"Not far from Ardvasar is tiny Port na Faganaich, the Port (or Bay) of the Forsaken Ones. Here some great stones stand in the sea. One story tells how they were thrown there by the Fiennes when they were exercising in Knoydart: another makes them pagans who, having 'hearts of stone', would not repent at St. Columba's preaching, nor be baptized, and so became in time 'all stone like their hearts'. But the third story goes better with the Gaelic name. It tells how one night a party of young fishermen returning late from their fishing saw something splashing in the phosphorescent water. They approached quietly and found a number of seal-maidens who had sloughed off their seal-skins and were disporting themselves in the sea. So lovely were they that the youths stood entranced, all but one who ran away with their skins. As the first shafts of dawn light pierced the sky the maidens made for the rock, only to find themselves skinless. They wept and lamented and the boys, in honest ignorance of the skins' whereabouts, comforted them as best they coult. To cut a long story short, each seal-maiden married a young fisherman and they lived together in much happiness for a year, then the youth who had hidden the seal-skins had it 'laid upon him' to return them.

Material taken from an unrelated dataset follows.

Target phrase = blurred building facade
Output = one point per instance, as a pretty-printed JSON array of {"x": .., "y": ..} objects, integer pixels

That night came the call of the sea and the seal-maidens obeyed it. They could do no other. Their husbands, trying to hold them back, were turned into stones when they entered the sea with their wives. But the seal-maidens never forget and can be seen, by those who have the eyes to see, in the soft sea moonlight, each keeping tryst with her own stone."
- Otta F. Swire, Skye: The Island and its Legends, 1961, pp. 203-4.
There is no sign of the name "Port na Faganaich" on the OS map of the area. There is, however, an ancient cairn marked on the seashore at Ardvasar, and since this is the only ancient monument that the map records in the vicinity of Ardvasar, I have used its national grid reference as the location of Port na Faganaich. I must admit, however, that I have my doubts as to whether or not this is the site Swire describes. The Port na Faganaich stones sound very much like they are actually in the water, and this cairn appears to be on dry land. The national grid reference given here, then, should be taken as a rough guide to the vicinity of the Port na Faganaich Selkie stones.